Nel discorso di Sant’Ambrogio del 1996 dal titolo emblematico “Alla fine del millennio lasciateci sognare”, il Cardinale Martini concludeva con un augurio: «il nostro sogno non sarà allora evasione irresponsabile né fuga dalle fatiche quotidiane, ma aperture di orizzonti, luogo di nuova creatività, fonte di accoglienza e di dialogo». Si avvicina la fine dell’anno, tempo di sogni e speranze. Più prosaicamente del Cardinale, osservando il dibattito politico-parlamentare sulla riforma delle istituzioni (il cd. premierato) introdotta dal Governo, si potrebbe azzardare un sogno.
Di che si tratta? Che si ricominci daccapo. Che la maggioranza lasci cadere il progetto governativo nel quale l’elezione dei parlamentari è subalterna all’elezione del vertice dell’esecutivo, secondo un modello oggi non adottato a livello statale in nessuno stato democratico. E l’opposizione non abbia paura a confrontarsi. E rilanciare. Con l’obiettivo, condiviso, di raggiungere la maggioranza dei due terzi del Parlamento, mettendo fuori gioco il referendum confermativo. Infondo, la storia insegna, a tutto serve meno che a confrontarsi sulla Costituzione. Solo un sogno? Osservando da vicino la recente cronaca politica, a cominciare dalle dichiarazioni dal palco di Atreju del Presidente del Senato, parrebbe di si.

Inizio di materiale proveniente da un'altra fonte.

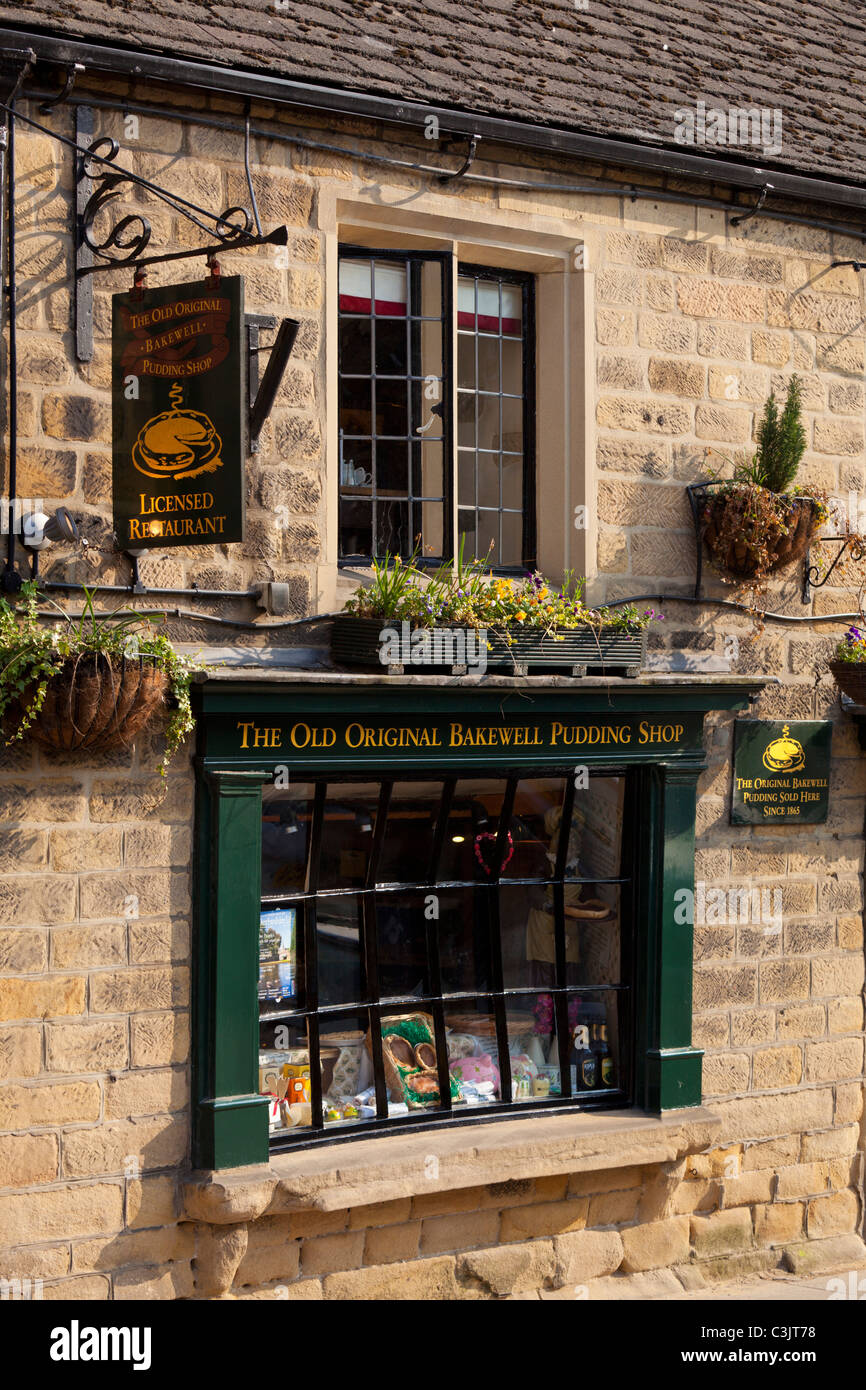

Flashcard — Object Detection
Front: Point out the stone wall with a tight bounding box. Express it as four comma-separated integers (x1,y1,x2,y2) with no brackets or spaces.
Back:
0,84,866,1298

Ma una “via di fuga” dal solito muro-contro-muro costituzionale potrebbe ravvisarsi nel recentissimo paper n. 94 della Fondazione Astrid, promosso tra gli altri da Amato, Bassanini, Luciani e altri costituzionalisti, tutti non a digiuno di dinamiche istituzionali. Si tratta probabilmente della più recente, articolata e seria proposta di «riformare, razionalizzare e ammodernare la forma di governo parlamentare adottata dalla Costituzione, che è peraltro la più diffusa in Europa”». Oltre che della più organica ed autorevole voce critica che si è levata contro la riforma del Governo.

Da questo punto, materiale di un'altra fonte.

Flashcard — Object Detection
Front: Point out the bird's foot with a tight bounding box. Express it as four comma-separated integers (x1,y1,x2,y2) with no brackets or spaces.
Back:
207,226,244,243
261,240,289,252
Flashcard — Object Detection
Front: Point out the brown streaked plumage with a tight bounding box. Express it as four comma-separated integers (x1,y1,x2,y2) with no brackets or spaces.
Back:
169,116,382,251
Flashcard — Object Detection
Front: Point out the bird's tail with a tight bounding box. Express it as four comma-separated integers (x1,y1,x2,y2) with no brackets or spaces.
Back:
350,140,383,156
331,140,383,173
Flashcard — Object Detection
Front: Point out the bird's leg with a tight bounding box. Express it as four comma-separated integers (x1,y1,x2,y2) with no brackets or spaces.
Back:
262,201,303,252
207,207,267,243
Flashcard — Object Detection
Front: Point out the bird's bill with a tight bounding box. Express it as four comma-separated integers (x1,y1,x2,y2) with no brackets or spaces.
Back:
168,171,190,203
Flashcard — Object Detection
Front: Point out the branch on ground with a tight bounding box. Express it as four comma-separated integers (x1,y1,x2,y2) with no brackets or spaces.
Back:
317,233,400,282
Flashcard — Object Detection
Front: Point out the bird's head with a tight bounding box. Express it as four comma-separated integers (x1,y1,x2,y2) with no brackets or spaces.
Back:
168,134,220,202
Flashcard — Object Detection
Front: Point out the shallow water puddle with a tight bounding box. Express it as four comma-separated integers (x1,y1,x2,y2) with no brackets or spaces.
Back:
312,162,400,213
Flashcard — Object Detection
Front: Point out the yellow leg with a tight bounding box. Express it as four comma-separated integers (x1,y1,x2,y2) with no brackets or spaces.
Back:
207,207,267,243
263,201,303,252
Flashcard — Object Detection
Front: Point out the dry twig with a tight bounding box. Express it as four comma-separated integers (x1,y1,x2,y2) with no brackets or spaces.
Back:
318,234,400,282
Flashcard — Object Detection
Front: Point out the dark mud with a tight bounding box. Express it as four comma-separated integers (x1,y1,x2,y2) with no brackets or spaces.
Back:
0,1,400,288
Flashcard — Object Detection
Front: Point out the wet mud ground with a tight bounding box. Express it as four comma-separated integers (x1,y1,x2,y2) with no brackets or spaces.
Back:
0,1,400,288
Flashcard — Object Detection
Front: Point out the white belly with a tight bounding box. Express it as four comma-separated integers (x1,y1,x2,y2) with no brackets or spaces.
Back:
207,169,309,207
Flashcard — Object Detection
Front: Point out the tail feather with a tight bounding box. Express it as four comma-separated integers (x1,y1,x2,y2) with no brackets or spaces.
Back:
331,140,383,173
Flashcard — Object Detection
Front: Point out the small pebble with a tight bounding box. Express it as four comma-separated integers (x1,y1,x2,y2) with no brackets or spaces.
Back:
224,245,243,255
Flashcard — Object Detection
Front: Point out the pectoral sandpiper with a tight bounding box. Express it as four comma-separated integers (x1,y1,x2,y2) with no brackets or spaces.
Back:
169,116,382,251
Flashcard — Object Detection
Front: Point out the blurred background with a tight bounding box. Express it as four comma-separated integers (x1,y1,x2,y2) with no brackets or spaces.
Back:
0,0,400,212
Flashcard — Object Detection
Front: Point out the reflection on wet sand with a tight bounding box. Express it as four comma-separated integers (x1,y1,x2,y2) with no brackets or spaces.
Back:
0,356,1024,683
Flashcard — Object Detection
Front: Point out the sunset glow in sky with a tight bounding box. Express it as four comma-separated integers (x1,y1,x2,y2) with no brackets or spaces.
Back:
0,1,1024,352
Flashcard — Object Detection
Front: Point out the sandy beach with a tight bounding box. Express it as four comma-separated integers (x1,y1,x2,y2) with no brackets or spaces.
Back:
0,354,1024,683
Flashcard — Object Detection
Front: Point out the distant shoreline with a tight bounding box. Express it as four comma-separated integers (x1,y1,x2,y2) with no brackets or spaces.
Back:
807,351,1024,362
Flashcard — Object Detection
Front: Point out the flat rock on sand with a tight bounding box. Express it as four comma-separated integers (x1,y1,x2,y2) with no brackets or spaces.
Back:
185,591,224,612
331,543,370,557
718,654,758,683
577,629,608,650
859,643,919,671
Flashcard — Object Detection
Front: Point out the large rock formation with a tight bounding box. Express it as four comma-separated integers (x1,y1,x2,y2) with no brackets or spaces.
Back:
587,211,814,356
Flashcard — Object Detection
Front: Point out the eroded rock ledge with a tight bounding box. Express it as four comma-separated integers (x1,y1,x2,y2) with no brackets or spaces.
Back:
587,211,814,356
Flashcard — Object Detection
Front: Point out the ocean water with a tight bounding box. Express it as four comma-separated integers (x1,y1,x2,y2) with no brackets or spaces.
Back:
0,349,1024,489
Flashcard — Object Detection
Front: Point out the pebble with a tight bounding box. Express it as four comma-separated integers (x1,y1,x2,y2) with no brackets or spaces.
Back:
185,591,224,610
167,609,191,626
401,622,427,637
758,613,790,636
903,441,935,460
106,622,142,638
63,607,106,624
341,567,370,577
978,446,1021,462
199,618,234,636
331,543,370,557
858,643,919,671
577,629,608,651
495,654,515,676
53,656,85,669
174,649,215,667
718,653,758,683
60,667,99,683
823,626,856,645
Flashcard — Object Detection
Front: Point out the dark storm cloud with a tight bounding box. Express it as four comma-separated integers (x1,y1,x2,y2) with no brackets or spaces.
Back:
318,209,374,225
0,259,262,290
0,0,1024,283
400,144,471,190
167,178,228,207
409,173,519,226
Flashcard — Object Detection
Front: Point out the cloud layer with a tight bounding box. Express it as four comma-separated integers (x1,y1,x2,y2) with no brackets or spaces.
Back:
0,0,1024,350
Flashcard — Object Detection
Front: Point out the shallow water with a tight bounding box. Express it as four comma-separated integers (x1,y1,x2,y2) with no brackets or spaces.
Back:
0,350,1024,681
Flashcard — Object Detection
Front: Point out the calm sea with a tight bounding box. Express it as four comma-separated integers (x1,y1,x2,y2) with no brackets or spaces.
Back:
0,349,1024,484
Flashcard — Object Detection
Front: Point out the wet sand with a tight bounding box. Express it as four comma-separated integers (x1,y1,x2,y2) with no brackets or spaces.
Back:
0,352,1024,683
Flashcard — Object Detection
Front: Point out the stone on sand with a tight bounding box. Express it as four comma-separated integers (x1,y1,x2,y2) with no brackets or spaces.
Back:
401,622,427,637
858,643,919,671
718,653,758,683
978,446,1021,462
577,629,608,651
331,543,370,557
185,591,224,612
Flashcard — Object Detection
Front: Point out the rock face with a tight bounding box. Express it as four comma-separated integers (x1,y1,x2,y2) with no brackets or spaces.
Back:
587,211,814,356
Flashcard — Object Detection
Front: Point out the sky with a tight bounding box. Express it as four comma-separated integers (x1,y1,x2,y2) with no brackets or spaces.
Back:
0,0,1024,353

Cosa si propone? Il modello di riferimento è l’esperienza costituzionale tedesca, che verrebbe trasposta sul nostro sistema introducendo da un lato la sfiducia costruttiva, ponendo un freno alle “crisi al buio”, e, dall’altro un rafforzamento del ruolo e dei poteri del Presidente del Consiglio. Come funziona? La nomina del premier resta prerogativa del Presidente della Repubblica, ovviamente, valutati i risultati delle elezioni e consultati i gruppi parlamentari. Ma si rafforza il suo potere immaginando che il Parlamento – in seduta comune – gli dia la fiducia prima della nomina dei Ministri. Forte del rapporto di fiducia bilaterale con il Parlamento, il capo del governo acquista la legittimazione costituzionale (ma anche politica) per scegliere – e revocare – i Ministri, divenendo quindi colui che determina la politica del Governo, essendo l’unico ad avere il rapporto di fiducia con il Parlamento. Non cessa il potere del Parlamento di sfiduciare il premier (sempre in seduta comune) ma ciò può avvenire solo indicando contestualmente a maggioranza assoluta al Capo dello Stato un nuovo Presidente del Consiglio. In caso di altre crisi di Governo (dimissioni del premier o rigetto di una questione di fiducia), la proposta prevede lo scioglimento delle Camere ad opera del Presidente della Repubblica, salvo che il Parlamento (ancora, in seduta comune), entro un termine determinato, non reiteri la fiducia al premier dimissionario o non indichi un nuovo Presidente del Consiglio «con una sorta di “voto di fiducia costruttivo”».
Questo, il cuore della proposta degli studiosi di Astrid, che tocca nella parte finale anche altri aspetti di rilievo, tra cui la legge elettorale e le linee guida per una regolamentazione dei partiti.
Più forte il premier, più forte il Governo, più forte il Parlamento. E lì, vigile, il Presidente della Repubblica. Si potrebbero sintetizzare così (non si offendano i redattori) le 79 pagine del paper. Un lavoro già pronto per chi avesse il coraggio, in Parlamento, di lanciare un guanto di sfida e provare a catalizzare consensi su una proposta alternativa. In alternativa, solo un sogno di fine anno.